Last week, a report on the divide between retirement funds for CEOs and the rest of us shared a startling statistic: All together, the 100 largest CEO retirement assets are roughly equal to the retirement savings of 41 percent of U.S. families.
Aided not only by traditional pensions but by supplemental executive retirement plans and special tax-deferred compensation plans, the nest eggs of these 100 chief executives are worth more than $49 million on average. In other words, that means a $277,686 monthly retirement check for life.
Yet the report, which was wrote by the Institute for Policy Studies and the Center for Effective Government, also revealed another stunning figure. When you add up the 10 largest retirement funds held by white male CEOs, the total came to $1.4 billion. Doing the same tally for the 10 largest retirement funds held by female CEOs only came to $277 million. Meanwhile, the 10 largest accounts held by CEOs of color-male or female-was even lower, adding up to $196 million.
The expected rationale for the discrepancy would be that these women simply had shorter tenures and, therefore, smaller accumulated retirement funds. Perhaps they had jumped around more as they tried to climb the ladder, or even took time out of the workforce when they had children.
But that wasn’t the case.
The average tenure for the 10 white men with the largest retirement assets was just over 22 years, while it was nearly 26 years on average for the women. (It was just over 24 years for the 10 minorities of either gender with the largest funds.)

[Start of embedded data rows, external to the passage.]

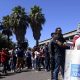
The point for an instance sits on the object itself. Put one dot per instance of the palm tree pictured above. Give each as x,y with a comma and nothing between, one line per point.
6,26
36,21
19,23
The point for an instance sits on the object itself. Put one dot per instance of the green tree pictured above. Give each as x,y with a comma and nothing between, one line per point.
36,21
6,26
19,23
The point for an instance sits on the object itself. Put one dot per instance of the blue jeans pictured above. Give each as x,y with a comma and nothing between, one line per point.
59,62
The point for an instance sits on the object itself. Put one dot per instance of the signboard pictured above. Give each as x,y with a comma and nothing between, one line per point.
72,65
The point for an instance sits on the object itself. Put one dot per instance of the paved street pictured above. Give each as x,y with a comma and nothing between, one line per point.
28,75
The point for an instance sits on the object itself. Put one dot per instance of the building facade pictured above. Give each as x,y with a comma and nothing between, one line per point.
68,36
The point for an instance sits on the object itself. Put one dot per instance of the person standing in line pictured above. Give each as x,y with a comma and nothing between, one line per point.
51,47
47,57
59,50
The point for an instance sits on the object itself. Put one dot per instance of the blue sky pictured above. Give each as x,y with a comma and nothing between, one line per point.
58,13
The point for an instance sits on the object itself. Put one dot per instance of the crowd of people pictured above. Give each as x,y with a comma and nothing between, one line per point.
16,59
50,57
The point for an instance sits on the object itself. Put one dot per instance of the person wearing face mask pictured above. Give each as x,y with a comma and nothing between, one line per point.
76,38
59,53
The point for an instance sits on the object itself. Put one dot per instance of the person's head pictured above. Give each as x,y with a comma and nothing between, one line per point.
58,30
53,35
78,29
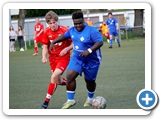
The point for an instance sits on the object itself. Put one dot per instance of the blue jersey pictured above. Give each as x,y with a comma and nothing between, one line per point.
82,41
112,24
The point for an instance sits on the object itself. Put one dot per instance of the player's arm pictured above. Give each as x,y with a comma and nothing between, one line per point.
44,53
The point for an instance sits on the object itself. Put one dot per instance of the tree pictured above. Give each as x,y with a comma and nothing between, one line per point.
138,21
21,17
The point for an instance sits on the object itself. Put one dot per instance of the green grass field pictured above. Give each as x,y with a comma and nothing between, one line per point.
121,77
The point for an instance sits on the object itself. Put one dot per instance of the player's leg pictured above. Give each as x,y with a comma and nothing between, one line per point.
35,47
74,69
118,41
90,77
111,39
21,43
56,75
117,38
12,47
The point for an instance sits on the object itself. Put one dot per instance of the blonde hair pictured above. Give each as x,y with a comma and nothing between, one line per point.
51,15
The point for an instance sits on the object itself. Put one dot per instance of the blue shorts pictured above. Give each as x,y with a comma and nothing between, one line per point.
89,73
113,33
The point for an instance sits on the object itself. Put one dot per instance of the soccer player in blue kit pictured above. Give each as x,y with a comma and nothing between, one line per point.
113,29
86,57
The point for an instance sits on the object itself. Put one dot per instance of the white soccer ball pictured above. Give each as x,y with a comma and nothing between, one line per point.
99,102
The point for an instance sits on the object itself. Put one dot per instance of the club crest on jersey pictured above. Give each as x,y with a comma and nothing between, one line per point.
82,38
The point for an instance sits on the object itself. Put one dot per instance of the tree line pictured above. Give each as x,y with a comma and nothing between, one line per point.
27,13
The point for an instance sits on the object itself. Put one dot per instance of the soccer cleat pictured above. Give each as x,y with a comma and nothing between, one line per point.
68,104
88,102
44,105
35,54
110,46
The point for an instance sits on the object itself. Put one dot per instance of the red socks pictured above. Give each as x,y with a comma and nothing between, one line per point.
51,89
36,49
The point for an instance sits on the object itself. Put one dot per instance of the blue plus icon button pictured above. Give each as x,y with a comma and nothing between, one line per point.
147,99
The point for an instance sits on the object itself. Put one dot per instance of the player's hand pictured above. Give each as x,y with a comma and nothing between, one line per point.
63,52
44,60
84,53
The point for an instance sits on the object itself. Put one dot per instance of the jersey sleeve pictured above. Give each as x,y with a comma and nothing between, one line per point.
42,26
45,40
96,36
67,34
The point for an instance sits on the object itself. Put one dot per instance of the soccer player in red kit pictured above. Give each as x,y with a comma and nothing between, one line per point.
58,57
38,35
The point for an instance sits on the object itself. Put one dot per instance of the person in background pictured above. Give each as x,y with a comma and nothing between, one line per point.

“It’s not a story we went looking for-to tell a gender or race story,” said Scott Klinger, director of revenue and spending policies at the Center for Effective Government and one of the report’s co-authors. “It jumped out at us because it mirrors what’s going on with women and minorities in the rest of the population.”
While the reasons behind the gap aren’t clear, Klinger points to a few possible explanations. One is that several of the men may have received high levels of equity — which they chose to sock away in their tax-deferred compensation plan — due to family ties to the founder or the transformations they oversaw at their companies. Another is that the female CEOs, for whatever reason, may have chosen to defer less of their compensation into retirement accounts than their male peers did.